Jackie Kay’s first novel, Trumpet negotiates a space where race meets LGBT+ issues. Beginning after the death of family patriarch and famous jazz musician Joss Moody, the novel follows wife Millie through her pure, agonising mourning as she remembers the love of her life, and their son Colman, whose relationship with his idolised father has been shaken to the core by revelations following his death. Millie’s recollections of dating and marrying a black man as a white woman in 1950s and 60s Glasgow are contrasted against Colman’s more modern sensibilities as a young black man living in London. Meanwhile Sophie Stones, a selfish journalist, hovers over Colman fanning the flames of his anger in the hopes of exploiting him to get a tell-all biography published. Kay captures beautifully the pain and suffering of mourning and the process of coming to terms with loss.
I first read My Sister the Serial Killer by Oyinkan Braithwaite when I was recovering from an operation, and her direct, insightful prose helped me to escape into the crowded roads and stifling society of Lagos, where we first meet Korede cleaning up after a murder. As the eldest daughter of an abusive politician, Korede has always protected her little sister Ayoola, and she is unable to break the cycle even when her sister develops a habit of killing her boyfriends.

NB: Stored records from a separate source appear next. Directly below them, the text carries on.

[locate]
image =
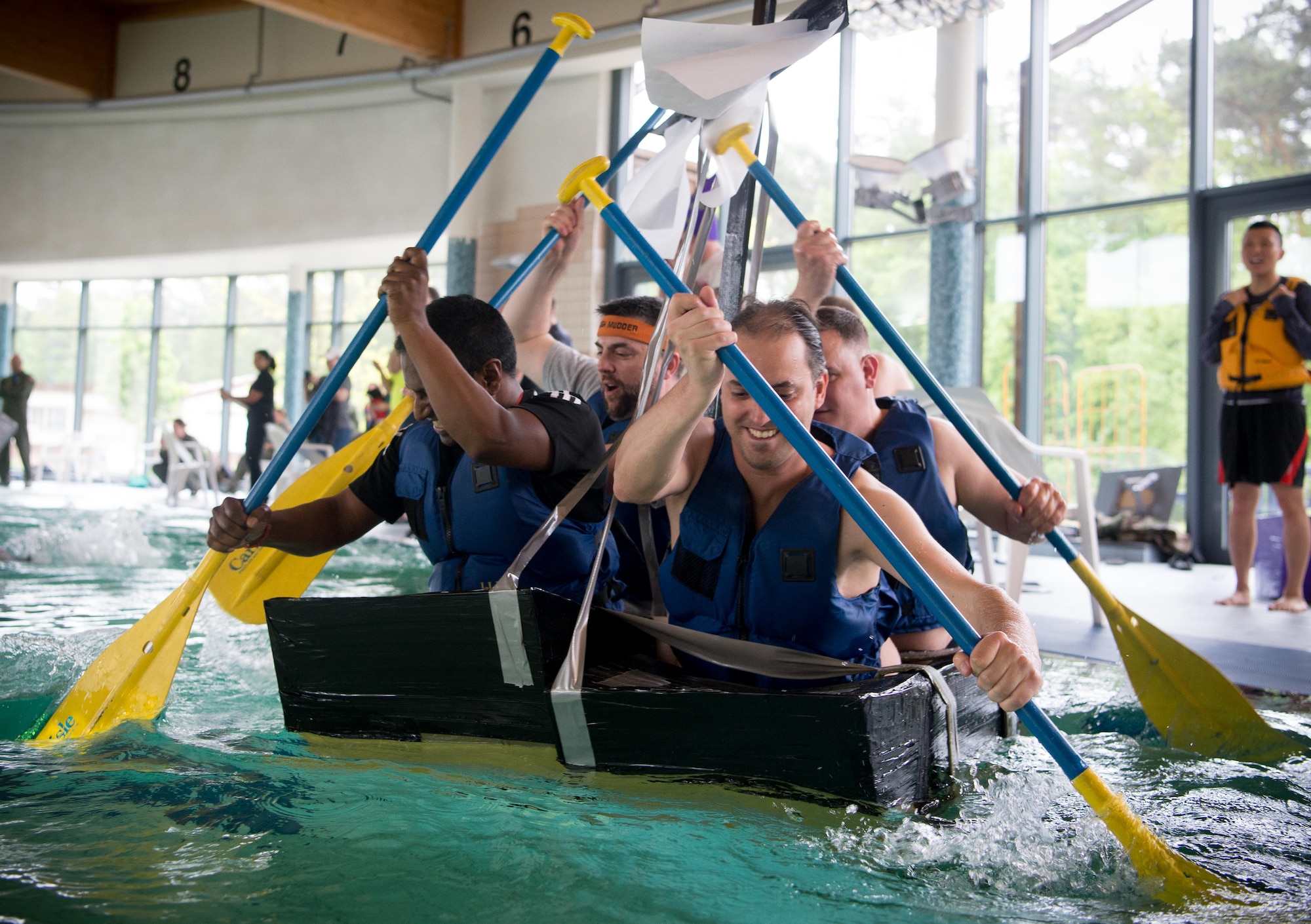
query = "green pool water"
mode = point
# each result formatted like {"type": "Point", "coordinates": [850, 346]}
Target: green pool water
{"type": "Point", "coordinates": [217, 813]}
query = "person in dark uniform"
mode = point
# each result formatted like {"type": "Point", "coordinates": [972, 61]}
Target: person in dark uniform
{"type": "Point", "coordinates": [762, 550]}
{"type": "Point", "coordinates": [928, 463]}
{"type": "Point", "coordinates": [1261, 336]}
{"type": "Point", "coordinates": [478, 472]}
{"type": "Point", "coordinates": [259, 404]}
{"type": "Point", "coordinates": [15, 391]}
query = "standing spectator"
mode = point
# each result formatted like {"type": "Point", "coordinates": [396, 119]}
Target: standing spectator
{"type": "Point", "coordinates": [335, 427]}
{"type": "Point", "coordinates": [15, 391]}
{"type": "Point", "coordinates": [377, 410]}
{"type": "Point", "coordinates": [259, 404]}
{"type": "Point", "coordinates": [1262, 337]}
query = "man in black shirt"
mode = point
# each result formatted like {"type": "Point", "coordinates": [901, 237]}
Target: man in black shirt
{"type": "Point", "coordinates": [479, 471]}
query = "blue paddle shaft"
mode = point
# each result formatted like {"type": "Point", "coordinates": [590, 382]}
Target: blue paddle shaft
{"type": "Point", "coordinates": [331, 385]}
{"type": "Point", "coordinates": [549, 242]}
{"type": "Point", "coordinates": [849, 497]}
{"type": "Point", "coordinates": [917, 369]}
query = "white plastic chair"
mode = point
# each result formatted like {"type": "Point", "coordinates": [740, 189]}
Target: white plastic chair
{"type": "Point", "coordinates": [1023, 458]}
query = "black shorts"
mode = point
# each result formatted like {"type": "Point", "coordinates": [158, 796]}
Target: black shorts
{"type": "Point", "coordinates": [1263, 444]}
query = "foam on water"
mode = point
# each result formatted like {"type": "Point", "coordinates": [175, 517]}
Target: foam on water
{"type": "Point", "coordinates": [217, 807]}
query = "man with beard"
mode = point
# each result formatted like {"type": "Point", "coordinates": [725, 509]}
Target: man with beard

Society’s rewards for physical attractiveness versus strength of character in women is a major theme as plain Korede watches beautiful Ayoola negotiate the world, as well as the complex relationships between sisters and families. Braithwaite is able, perhaps because of her background in poetry, to very concisely describe incidents and scenes that quickly immerse a global reader into a possibly unfamiliar setting, providing a rich background against which her imperfect characters shine.